Section 53. t-Test2-Sample

53. t-Test2-Sample

Overview

The 2-Sample t-Test is used to compare two sample means against each other. For example, a Team might need to determine if two operators are taking the same amount of time to perform a task. A data sample would be taken of, for example, 25 points for each operator to make the judgment, and the result is the likelihood that both operators' average task time (as work continues) is the same.

Thus, a sample of data points (lower curves) is taken from the two processes (the populations of all data points, upper curves), as shown in Figure 7.53.1. From the characteristics of the samples (mean standard deviation s, and sample size n), an inference is made on the location of the population means μ relative to the each other. The result would be a degree of confidence (a p-value) that the samples come from populations with the same mean.

Figure 7.53.1. Graphical representation of a 2-Sample t-Test.

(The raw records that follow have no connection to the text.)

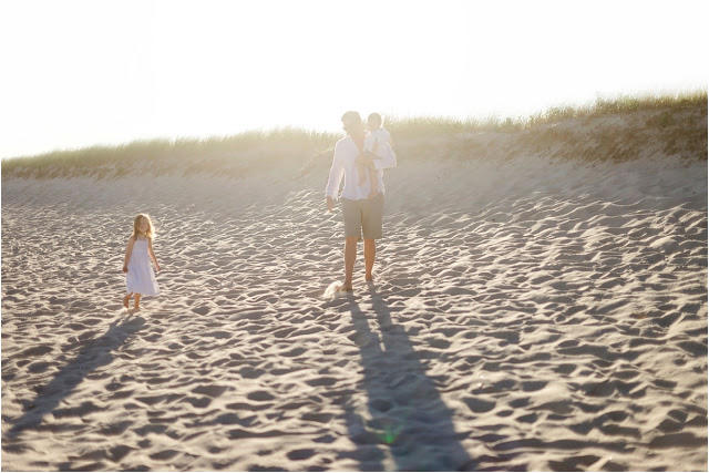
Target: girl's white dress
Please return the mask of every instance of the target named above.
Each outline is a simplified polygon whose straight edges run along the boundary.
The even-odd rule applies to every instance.
[[[125,294],[157,296],[160,288],[147,254],[147,239],[136,239],[129,260],[129,273],[125,275]]]

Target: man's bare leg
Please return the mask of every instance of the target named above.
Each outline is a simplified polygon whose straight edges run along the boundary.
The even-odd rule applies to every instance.
[[[345,282],[338,290],[352,290],[352,273],[357,259],[357,237],[345,238]]]
[[[373,239],[364,238],[364,279],[373,280],[372,269],[374,268],[374,258],[377,257],[377,244]]]

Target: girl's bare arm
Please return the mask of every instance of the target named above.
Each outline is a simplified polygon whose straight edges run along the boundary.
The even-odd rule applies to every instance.
[[[133,244],[135,239],[133,237],[129,238],[129,245],[125,249],[125,259],[123,260],[123,273],[129,271],[129,261],[131,260],[131,253],[133,253]]]
[[[157,258],[155,258],[155,254],[153,253],[153,240],[147,241],[147,254],[151,256],[153,264],[155,265],[155,269],[160,273],[160,265],[157,264]]]

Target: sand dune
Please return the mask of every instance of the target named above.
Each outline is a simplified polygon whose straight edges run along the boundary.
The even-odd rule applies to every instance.
[[[4,179],[2,469],[706,470],[706,161],[434,157],[352,295],[327,157]],[[137,212],[163,292],[129,313]]]

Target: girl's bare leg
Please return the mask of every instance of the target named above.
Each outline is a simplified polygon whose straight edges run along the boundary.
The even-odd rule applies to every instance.
[[[125,307],[126,309],[129,308],[129,302],[131,301],[131,296],[133,296],[133,292],[125,295],[125,297],[123,298],[123,307]]]

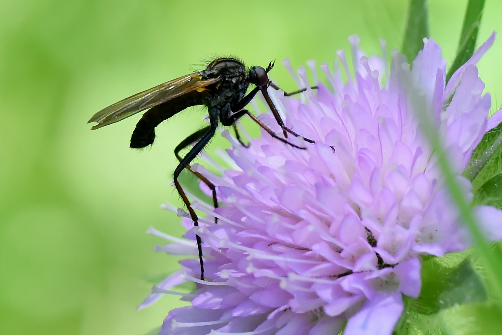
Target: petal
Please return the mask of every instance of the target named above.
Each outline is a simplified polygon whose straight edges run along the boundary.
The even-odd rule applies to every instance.
[[[486,132],[491,130],[496,127],[502,122],[502,108],[500,108],[495,114],[491,115],[490,118],[488,119],[488,123],[486,124]]]
[[[338,334],[344,324],[345,320],[341,317],[331,317],[324,315],[319,318],[315,325],[312,327],[308,335]]]
[[[502,239],[502,211],[491,206],[476,206],[473,209],[480,228],[488,240]]]
[[[404,308],[401,292],[379,295],[348,319],[343,335],[391,335]]]
[[[463,65],[458,68],[457,71],[455,71],[455,73],[452,75],[450,78],[450,80],[448,82],[446,88],[445,88],[445,94],[443,95],[445,100],[449,98],[453,94],[455,89],[456,89],[457,86],[458,86],[460,82],[462,75],[465,70],[465,68],[469,65],[475,64],[479,61],[482,56],[484,55],[484,53],[493,45],[496,35],[496,33],[495,32],[492,33],[490,37],[488,38],[488,39],[476,50],[476,52],[474,53],[472,56]]]
[[[399,289],[404,294],[418,297],[422,288],[421,269],[422,263],[418,258],[401,262],[394,267],[394,272],[401,278]]]
[[[174,273],[173,273],[165,279],[159,283],[157,287],[163,289],[168,290],[174,286],[180,285],[180,284],[183,284],[185,281],[187,281],[187,279],[186,278],[182,277],[181,276],[181,274],[184,273],[185,271],[185,270],[184,269],[180,270],[179,271],[177,271]],[[148,307],[155,301],[160,299],[160,297],[162,296],[163,295],[163,293],[152,293],[150,294],[146,299],[145,299],[145,301],[141,303],[141,304],[138,306],[138,310]]]

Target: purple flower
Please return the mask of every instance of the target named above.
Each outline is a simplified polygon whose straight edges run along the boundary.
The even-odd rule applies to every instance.
[[[385,57],[366,57],[351,36],[355,75],[340,50],[333,73],[325,63],[320,67],[329,89],[318,82],[316,92],[308,88],[302,99],[270,91],[286,125],[315,144],[290,137],[307,147],[299,150],[264,133],[246,148],[223,131],[235,168],[212,162],[218,176],[192,166],[217,186],[220,207],[194,198],[193,207],[207,214],[198,228],[178,210],[187,240],[150,231],[175,242],[158,251],[175,254],[196,255],[199,234],[205,259],[207,281],[197,279],[198,259],[186,259],[140,306],[176,293],[169,289],[183,281],[197,284],[194,292],[178,293],[191,305],[171,311],[160,333],[325,335],[344,326],[346,335],[391,334],[402,294],[420,294],[420,255],[442,256],[470,245],[412,101],[429,113],[458,183],[472,197],[462,173],[502,117],[499,111],[487,119],[490,97],[482,94],[475,66],[494,37],[445,85],[446,62],[432,39],[424,40],[413,70],[394,52],[389,71]],[[299,78],[287,60],[283,64],[300,87],[309,87],[304,68]],[[270,113],[260,117],[281,132]],[[500,211],[474,211],[491,238],[502,238]]]

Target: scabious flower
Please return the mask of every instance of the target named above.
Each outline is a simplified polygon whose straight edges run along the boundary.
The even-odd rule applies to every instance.
[[[234,169],[220,168],[218,176],[192,166],[216,186],[220,207],[194,201],[207,216],[198,228],[183,219],[187,240],[150,232],[175,242],[158,250],[176,254],[196,254],[199,234],[206,281],[197,279],[194,258],[154,287],[140,307],[184,281],[197,287],[182,294],[191,305],[171,311],[159,333],[325,335],[344,327],[346,335],[391,334],[403,310],[403,294],[420,293],[420,255],[440,256],[470,245],[412,101],[426,107],[471,198],[462,173],[500,116],[487,119],[490,97],[482,94],[475,66],[494,37],[447,85],[446,62],[432,39],[424,40],[412,70],[396,52],[389,71],[385,56],[366,57],[351,36],[355,74],[339,51],[332,73],[326,63],[320,67],[332,87],[317,82],[315,92],[308,88],[305,68],[298,78],[285,62],[307,91],[302,99],[270,93],[287,126],[316,142],[290,136],[307,148],[300,150],[264,132],[246,148],[224,131]],[[281,133],[271,114],[260,117]],[[491,238],[502,238],[500,212],[474,210]]]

Caution: It should be noted that there is a subtly different test known as a Paired t-Test that is often confused with a 2-Sample t-Test. A 2-Sample t-Test for the preceding example looks at the mean of the sample for Operator 1 versus the mean of the sample for Operator 2. The Paired t-Test, on the other hand, is used to compare two samples against each other, but where a data point from each set needs to be considered together in pairs. For example, a Team might need to determine if two operators are quoting the same price for packages of products or services. It makes no sense to compare the average of all the quotes for Operator 1 to the average of all the quotes for Operator 2. Each package quote needs to be examined separately, making paired comparisons of Operator 1's quote for the package and Operator 2's quote for the package. In this case refer to "t-TestPaired" in this chapter.

Roadmap

The roadmap of the test analysis itself is shown graphically in Figure 7.53.2.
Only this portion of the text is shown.